In May, leaders from the Church of England joined in condemning a wave of anti-Semitic events that accompanied the conflict between Israel and Gaza.
Church of England repenting for originating blood libels
Though this is the first time the Church of England has specifically repented for the expulsion of the Jews, in 2019, it issued a document titled “God’s Unfailing Word” saying that Christians must repent for centuries of antisemitism, most notably the Church of England’s role in originating the blood libels accusing Jews of using the blood of Christian children to bake Passover Matzah. The document said that such ideas, along with perpetuating the myth that Jews killed Jesus, ultimately led to the Holocaust.
The declaration also urged Christians to accept the importance of Zionism for most Jews, warning that “some of the approaches and language used by pro-Palestinian advocates are indeed reminiscent of what could be called traditional antisemitism.”
Rabbi Efraim Mirvis, the Chief Rabbi of England, criticized this declaration for failing to “reject the efforts of those Christians, however many they may number, who as part of their faithful mission dedicate themselves to the purposeful and specific targeting of Jews for conversion to Christianity”.
The chief rabbi pointed out that his ancestors were “faced with the brutality of the Crusades; it meant being forced to choose between converting to Christianity or certain death”.

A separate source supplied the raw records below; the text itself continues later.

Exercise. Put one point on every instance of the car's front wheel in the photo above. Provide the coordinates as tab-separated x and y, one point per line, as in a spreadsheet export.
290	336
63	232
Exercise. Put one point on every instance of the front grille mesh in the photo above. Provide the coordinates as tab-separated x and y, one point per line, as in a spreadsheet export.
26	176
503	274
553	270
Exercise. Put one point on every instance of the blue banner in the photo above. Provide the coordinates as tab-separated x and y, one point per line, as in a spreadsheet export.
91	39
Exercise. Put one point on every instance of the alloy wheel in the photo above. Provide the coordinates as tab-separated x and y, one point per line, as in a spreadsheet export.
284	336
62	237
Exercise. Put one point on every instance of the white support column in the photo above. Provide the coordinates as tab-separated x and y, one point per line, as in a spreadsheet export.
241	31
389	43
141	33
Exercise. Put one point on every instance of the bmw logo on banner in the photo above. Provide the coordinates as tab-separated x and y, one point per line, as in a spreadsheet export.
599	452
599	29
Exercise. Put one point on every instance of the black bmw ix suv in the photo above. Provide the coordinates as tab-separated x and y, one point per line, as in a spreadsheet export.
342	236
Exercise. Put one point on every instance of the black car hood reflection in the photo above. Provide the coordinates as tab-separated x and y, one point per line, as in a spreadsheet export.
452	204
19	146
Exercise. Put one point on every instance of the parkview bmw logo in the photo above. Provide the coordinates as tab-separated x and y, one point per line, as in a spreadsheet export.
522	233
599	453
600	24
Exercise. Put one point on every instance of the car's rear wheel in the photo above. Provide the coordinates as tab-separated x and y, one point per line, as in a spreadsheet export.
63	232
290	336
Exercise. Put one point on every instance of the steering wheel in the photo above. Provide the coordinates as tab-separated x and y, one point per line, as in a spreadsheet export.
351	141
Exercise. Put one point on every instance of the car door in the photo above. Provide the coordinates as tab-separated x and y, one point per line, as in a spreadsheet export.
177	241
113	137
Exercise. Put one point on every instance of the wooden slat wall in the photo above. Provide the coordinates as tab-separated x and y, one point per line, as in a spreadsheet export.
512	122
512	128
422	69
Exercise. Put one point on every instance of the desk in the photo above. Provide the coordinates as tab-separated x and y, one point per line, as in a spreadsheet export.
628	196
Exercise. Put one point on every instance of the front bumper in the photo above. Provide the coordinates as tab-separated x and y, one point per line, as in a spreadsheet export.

England’s history of anti-Semitism
While an anti-Jewish attitude was widespread in Europe, medieval England was particularly anti-Jewish. Before the expulsion, Jews were perceived as usurers. The perception had a basis as Jews turned to moneylending after being excluded from trade guilds and owning land. This was tolerated by the king as the Jews were his direct subjects and he could appropriate Jewish assets in the form of taxation. He levied heavy taxes on Jews at will, without having to summon Parliament.
In frequent cases of blood libel, Jews were said to hunt for children to murder before Passover so that they could use their blood to make the unleavened matzah. Anti-Jewish attitudes sparked numerous riots in which many Jews were murdered, most notably in 1190, when over 100 Jews were massacred in York. In 1218, Henry III of England, who openly espoused blood libels, proclaimed the Edict of the Badge requiring Jews to wear a marking badge. In 1260, a wave of pogroms was carried out as part of the Second Barons’ War, killing 500 Jews in London as well as more Jews in other areas of England.